Program Analysis and Synthesis

Overview

The last decade has seen an explosion in modern program analysis and synthesis techniques. These techniques are increasingly being used to reason about a vast range of computational paradigms, from finding security flaws in systems software (e.g., drivers) to automating the construction of programs (e.g., for end user programming), to programmable networks, to reliable machine learning models (e.g., probabilistic programming). This course provides a comprehensive introduction to these methods. The course consists of 3 parts:

Part I: Theory and Practice of Static Analysis
Static analysis is the science of creating precise and scalable finite approximations of potentially infinite behaviors so to enable a machine to automatically reason about these. These behaviors may come from programs but also other dynamic systems (e.g., biological). Hence the theory and principles of static analysis are widely applicable. We will cover:

Concepts: abstract interpretation, abstract domains, precision vs. asymptotic complexity.
Applications: JavaScript type checking (as in Facebook's Flow), security analysis, parallelism and concurrency reasoning (e.g., GPU, weak memory).

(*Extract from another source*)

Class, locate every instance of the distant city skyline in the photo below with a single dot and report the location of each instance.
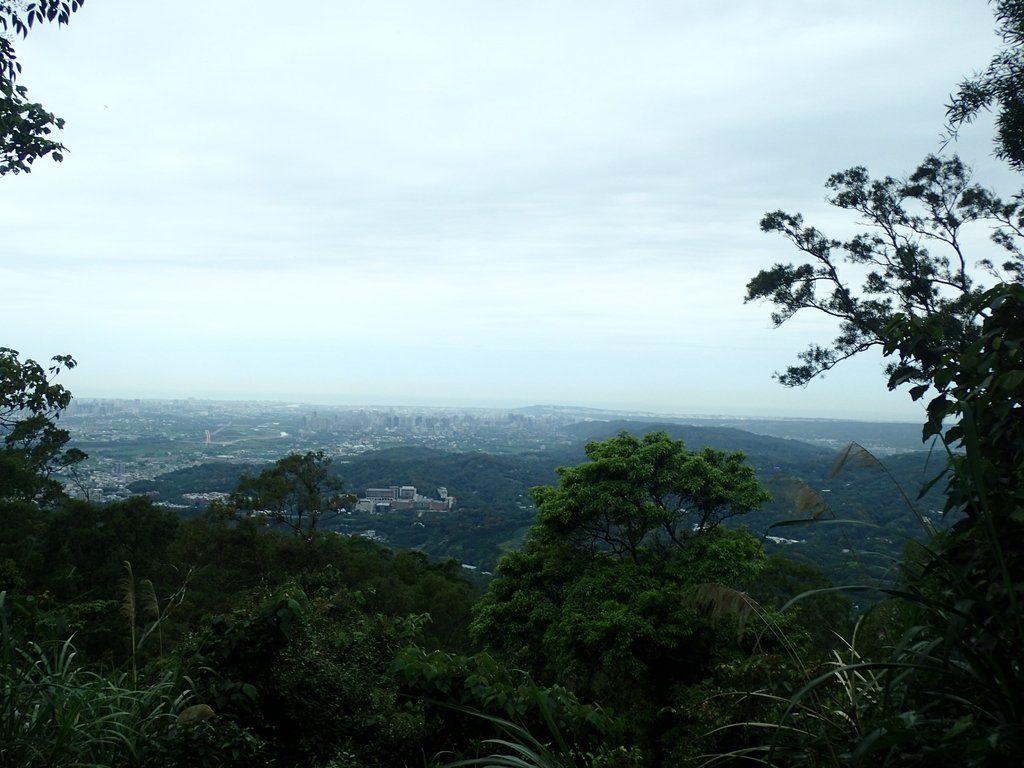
(464, 204)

Part II: Theory and Practice of Synthesis
Modern program synthesis is an approach for automating the construction of programs from (partial) user intent. Recent years have seen exciting breakthroughs in techniques and algorithms that discover complex programs purely from input/output examples, natural language, partial programs (sketches) and many others forms of supervision and intent. Modern program synthesis can be seen as a path towards the ultimate goal of explainable machine learning. We will cover:

Concepts: version spaces, counter-example guided inductive synthesis, SMT solvers.
Applications: programming by example (e.g., Microsoft's FlashFill), programmable networks (e.g., SyNet).

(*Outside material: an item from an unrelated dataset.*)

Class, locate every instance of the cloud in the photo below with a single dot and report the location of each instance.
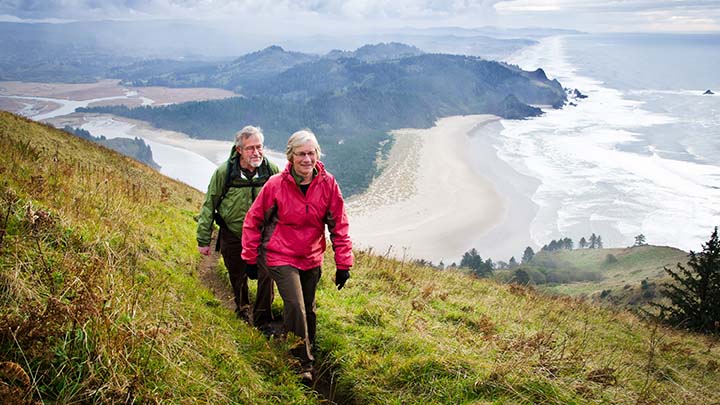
(591, 15)
(205, 9)
(615, 15)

Part III: Programming Languages (PL) and Machine Learning (ML)
We will cover the latest and most exciting developments bridging the areas of machine learning and programming languages. These trends include both directions: (i) PL techniques applied to ML problems, and (ii) ML techniques applies to PL tasks (e.g., reasoning about a program). Here, we will cover:

Concepts: probabilistic programming, advanced neural network architectures (e.g., Neural Turing Machines), program synthesis with noise.
Applications: approximate computing, probabilistic code synthesis and de-obfuscation (e.g., http://jsnice.org, http://apk-deguard.com), enforcing security properties.

Connections between Topics
In each of the 3 parts, we will also see how the parts connect. For instance, techniques from Part I are used to compute abstractions that are then fed to techniques from Part III. Similarly, the synthesis techniques from Part II connect with Part III in applications such as enforcing security policies with certain probabilistic guarantees (this has applications to privacy preservation, secure machine learning and other problems).

Course Project
To gain a deeper understanding of how to apply these techniques, the course involves a hands-on programming project.